An optional BG-E22 battery grip doubles battery life with two LP-E6N battery packs installed. And with an AC adapter and DC coupler the EOS R can be continuously powered.
Pricing and Availability
The Canon EOS R is scheduled to be available in October 2018 for an estimated retail price of US$2,299 for the body only. It will also be sold as a body-and-lens kit with the new RF 24-105mm f/4 L IS USM lens for US$3,399.
The Canon RF 50mm f/1.2 L USM will be available in October 2018 for an estimated retail price of US$2,299. The RF 28-70mm f/2 L USM, RF 24-105mm f/4 L IS USM and RF 35mm f/1.8 Macro IS STM lenses will all be available for purchase in December 2018 for an estimated retail price of US$2,999, US$1,099 and US$499.99 respectively.

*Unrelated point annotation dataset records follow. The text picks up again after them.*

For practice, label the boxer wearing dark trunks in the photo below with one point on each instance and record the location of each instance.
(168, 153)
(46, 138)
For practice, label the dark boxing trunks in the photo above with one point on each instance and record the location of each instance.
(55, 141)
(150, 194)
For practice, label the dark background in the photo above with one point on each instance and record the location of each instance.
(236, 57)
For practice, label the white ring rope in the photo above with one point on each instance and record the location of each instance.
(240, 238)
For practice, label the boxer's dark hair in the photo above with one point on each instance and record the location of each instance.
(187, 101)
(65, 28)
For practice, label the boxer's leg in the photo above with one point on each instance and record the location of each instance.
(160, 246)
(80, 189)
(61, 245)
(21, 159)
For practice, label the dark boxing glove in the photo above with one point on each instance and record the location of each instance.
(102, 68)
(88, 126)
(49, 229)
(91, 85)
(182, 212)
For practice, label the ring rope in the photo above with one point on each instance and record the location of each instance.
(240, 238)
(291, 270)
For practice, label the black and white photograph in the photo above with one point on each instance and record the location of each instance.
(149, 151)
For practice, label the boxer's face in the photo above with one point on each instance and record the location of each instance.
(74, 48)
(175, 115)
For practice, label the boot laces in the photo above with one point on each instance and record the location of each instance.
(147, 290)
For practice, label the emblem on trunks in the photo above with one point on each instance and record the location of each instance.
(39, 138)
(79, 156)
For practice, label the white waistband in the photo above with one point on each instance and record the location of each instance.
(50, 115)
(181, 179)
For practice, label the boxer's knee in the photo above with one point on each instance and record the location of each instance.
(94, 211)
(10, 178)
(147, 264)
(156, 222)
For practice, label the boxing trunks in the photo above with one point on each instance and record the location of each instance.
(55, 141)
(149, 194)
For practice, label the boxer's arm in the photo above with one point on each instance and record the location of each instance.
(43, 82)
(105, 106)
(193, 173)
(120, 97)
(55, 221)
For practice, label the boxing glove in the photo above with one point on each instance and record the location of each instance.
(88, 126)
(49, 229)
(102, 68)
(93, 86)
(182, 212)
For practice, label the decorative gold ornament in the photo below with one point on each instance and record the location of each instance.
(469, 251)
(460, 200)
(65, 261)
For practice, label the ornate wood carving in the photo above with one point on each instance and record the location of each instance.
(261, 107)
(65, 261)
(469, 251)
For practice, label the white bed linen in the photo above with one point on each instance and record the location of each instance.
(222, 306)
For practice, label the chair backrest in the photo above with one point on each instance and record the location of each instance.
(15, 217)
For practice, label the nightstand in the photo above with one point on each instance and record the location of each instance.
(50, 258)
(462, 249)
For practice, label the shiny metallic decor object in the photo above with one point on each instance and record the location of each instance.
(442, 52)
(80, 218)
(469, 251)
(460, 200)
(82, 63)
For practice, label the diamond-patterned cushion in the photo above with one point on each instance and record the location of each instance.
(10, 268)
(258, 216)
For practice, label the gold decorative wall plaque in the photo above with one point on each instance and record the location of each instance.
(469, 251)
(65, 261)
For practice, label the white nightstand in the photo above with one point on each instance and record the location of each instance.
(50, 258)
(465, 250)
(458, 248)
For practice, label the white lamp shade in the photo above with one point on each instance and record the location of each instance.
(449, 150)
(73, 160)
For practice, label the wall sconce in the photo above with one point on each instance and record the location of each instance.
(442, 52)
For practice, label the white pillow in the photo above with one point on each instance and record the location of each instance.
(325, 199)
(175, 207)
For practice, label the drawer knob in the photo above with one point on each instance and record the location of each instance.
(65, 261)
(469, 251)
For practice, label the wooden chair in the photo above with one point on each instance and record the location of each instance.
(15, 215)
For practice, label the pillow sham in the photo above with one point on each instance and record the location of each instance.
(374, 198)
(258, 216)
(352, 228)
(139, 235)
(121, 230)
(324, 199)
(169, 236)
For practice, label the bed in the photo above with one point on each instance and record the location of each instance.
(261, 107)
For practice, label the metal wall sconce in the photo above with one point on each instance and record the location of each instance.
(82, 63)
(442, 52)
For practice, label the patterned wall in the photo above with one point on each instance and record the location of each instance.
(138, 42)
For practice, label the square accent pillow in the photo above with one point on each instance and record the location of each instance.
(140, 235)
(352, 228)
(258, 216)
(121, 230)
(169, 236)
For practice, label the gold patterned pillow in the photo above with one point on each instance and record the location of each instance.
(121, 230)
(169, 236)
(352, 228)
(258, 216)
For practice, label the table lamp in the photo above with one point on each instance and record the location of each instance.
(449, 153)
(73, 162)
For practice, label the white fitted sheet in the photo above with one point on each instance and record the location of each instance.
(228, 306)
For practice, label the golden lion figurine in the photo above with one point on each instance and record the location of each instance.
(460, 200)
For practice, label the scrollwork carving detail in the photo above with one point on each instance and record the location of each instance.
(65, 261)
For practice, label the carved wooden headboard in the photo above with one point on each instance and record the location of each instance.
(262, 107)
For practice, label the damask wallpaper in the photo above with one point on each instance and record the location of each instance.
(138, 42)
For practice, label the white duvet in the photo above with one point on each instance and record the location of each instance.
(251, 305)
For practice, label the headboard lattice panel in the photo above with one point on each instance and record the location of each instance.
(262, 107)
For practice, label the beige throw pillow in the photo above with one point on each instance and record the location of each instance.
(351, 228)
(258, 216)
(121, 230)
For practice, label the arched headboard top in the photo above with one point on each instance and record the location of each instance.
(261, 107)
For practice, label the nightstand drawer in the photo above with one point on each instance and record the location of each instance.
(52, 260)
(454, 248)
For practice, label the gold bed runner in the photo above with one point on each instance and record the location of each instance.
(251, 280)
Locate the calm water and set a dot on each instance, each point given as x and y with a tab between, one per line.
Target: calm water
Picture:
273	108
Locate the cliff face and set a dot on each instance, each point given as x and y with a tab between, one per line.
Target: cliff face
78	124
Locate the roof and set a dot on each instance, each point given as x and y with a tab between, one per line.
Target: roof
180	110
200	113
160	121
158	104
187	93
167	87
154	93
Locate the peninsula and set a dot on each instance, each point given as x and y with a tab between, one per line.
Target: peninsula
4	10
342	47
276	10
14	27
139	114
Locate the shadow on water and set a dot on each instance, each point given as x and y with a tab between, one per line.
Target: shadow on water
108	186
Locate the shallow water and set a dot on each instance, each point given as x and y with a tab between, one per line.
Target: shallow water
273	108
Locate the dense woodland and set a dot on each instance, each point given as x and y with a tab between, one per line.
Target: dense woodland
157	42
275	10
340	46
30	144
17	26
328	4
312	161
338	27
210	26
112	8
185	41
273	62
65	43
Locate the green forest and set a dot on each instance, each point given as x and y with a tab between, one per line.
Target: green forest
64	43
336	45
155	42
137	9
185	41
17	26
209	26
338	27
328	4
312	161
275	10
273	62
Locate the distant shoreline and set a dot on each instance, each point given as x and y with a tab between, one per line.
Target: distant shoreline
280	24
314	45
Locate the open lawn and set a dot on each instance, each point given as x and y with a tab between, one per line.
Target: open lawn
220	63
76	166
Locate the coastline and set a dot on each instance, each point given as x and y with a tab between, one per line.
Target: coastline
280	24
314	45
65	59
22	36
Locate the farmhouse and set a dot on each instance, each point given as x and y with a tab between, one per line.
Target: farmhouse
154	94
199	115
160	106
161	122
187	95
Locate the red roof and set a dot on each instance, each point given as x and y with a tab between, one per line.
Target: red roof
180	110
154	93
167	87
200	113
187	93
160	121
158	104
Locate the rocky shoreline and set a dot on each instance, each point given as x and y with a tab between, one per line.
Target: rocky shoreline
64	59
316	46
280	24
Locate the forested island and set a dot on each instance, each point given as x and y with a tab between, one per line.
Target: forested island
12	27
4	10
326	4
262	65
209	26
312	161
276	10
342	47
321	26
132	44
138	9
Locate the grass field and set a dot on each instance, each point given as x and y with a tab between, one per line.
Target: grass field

The Canon Mount Adapter EF-EOS R and Control Ring Mount Adapter EF-EOS R will be available for purchase in October 2018 for an estimated retail price of US$99.99 and US$199.99 respectively. The EF-EOS R Drop-in Filter Mount Adapter will be available for purchase in February 2019 for an estimated retail price of US$399.99 with a variable ND filter, or US$299.99 with a circular polarizing filter.
Also announced is the new Canon Speedlite EL-100 flash unit which features a GN of 85 ft./26m at ISO 100, tilt/swivel, 24mm coverage and an optical wireless flash function (sender and receiver). The EL-100 will be available for purchase in October 2018 for an estimated retail price of US$199.99.